Если разобраться, враги приносят немалую пользу. Их недружелюбные выпады вызывают дружеские по отношению к нам чувства со стороны других людей. Писатели, которые до сего момента, казалось, не питали ко мне симпатии, вдруг разом стали на мою сторону из-за того, что я подвергался столь недостойным нападкам. Одаренные молодые люди более радикальных воззрений, чем я сам, энергично выражали мне свое расположение. «Выходит, – писал социалист Жан Прево, – что ни самое корректное поведение, ни самая взыскательная профессиональная совесть не могут оградить писателя от клеветы». Такое заступничество обрадовало меня больше, нежели огорчили наговоры. И когда после этого вышла моя следующая книга, «Превратности любви», единодушная благожелательность и теплота, с какими она была принята, окончательно примирили меня с жизнью.

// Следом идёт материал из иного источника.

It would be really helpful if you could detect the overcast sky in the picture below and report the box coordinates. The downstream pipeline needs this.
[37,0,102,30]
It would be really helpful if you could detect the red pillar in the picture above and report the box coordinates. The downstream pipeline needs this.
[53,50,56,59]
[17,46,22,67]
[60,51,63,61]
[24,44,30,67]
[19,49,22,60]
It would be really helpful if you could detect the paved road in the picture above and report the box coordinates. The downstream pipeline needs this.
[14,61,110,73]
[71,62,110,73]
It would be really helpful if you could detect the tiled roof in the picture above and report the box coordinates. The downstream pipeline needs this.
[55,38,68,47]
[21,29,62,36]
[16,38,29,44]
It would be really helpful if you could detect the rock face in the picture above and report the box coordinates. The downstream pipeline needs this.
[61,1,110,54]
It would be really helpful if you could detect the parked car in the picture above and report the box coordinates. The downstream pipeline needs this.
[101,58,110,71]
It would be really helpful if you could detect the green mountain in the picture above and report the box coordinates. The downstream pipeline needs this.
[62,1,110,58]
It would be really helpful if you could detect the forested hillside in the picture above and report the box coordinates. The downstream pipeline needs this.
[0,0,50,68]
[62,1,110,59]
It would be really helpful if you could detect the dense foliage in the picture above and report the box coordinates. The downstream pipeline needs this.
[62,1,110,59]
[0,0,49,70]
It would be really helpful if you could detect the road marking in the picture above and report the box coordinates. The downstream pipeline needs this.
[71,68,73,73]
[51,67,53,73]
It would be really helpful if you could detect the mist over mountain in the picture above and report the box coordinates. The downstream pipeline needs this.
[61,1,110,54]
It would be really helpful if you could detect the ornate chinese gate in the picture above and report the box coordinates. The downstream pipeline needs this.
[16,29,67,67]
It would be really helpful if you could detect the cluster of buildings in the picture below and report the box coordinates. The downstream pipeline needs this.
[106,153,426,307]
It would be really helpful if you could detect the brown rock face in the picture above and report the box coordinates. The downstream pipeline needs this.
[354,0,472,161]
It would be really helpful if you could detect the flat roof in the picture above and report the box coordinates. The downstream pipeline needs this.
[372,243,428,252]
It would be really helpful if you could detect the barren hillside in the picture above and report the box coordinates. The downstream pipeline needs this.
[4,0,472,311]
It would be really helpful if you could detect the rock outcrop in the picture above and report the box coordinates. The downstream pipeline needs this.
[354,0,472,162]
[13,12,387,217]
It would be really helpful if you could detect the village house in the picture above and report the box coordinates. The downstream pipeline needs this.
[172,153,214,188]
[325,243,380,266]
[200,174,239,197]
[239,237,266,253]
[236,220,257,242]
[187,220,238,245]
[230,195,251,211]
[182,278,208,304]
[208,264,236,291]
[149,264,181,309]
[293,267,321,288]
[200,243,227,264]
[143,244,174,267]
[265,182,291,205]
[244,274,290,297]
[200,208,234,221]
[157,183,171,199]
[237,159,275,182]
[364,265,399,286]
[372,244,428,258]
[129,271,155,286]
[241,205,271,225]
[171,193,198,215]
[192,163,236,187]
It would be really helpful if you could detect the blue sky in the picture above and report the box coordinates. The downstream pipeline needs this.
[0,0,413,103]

У этого романа странная история, ибо родился он как бы помимо моей воли. «Ревю де Пари» заказал мне новеллу на четыре-пять тысяч слов, и я задумал описать событие, свидетелем которого мне довелось стать. С одним из моих приятелей в Марокко случился сердечный приступ, и он упал в обморок, врач же без обиняков заявил, что жить ему осталось несколько часов. Придя в себя, обреченный собрал своих близких и сказал, что хочет остаться в их памяти таким, каким был на самом деле, после чего приступил к длинной публичной исповеди, как в русских романах. Волнение. Слезы. Прощание. И наконец, ожидание скорой смерти. Но смерть так и не наступила, а несчастный остался жить в окружении друзей, знавших о нем всю подноготную и не верящих больше в легенду, которую он создавал о себе всю жизнь. Я назвал эту историю «Марокканская ночь, или Смерть и воскресение Филиппа». Исповедь героя касалась его отношений с тремя женщинами и была, в сущности, описанием страданий, которые он причинял им своими слабостями.

Когда Симона перепечатала рассказ и я его прочел, оказалось, что из трех женщин две вышли живыми и правдоподобными (первая и третья), а вторая, актриса Женни Сорбье, была совершенно нереальна. Не удался и марокканский антураж. Убрав его и Женни, я получил костяк нового романа. Начал писать его почти бессознательно, и он на редкость легко «пошел». Может быть, потому, что чем-то напоминал мою собственную жизнь. Вымысел, правда, был весьма далек от реальности, и те, кто прочтет подряд «Превратности любви» и мои мемуары, увидят, насколько они различны. Люди, не посвященные в алхимию вызревания романа, будут искать прямые соответствия между жизнью и литературным произведением. Но их не существует. Я лишь напитал моих вымышленных персонажей подлинными человеческими страстями, отсюда и их правдоподобие.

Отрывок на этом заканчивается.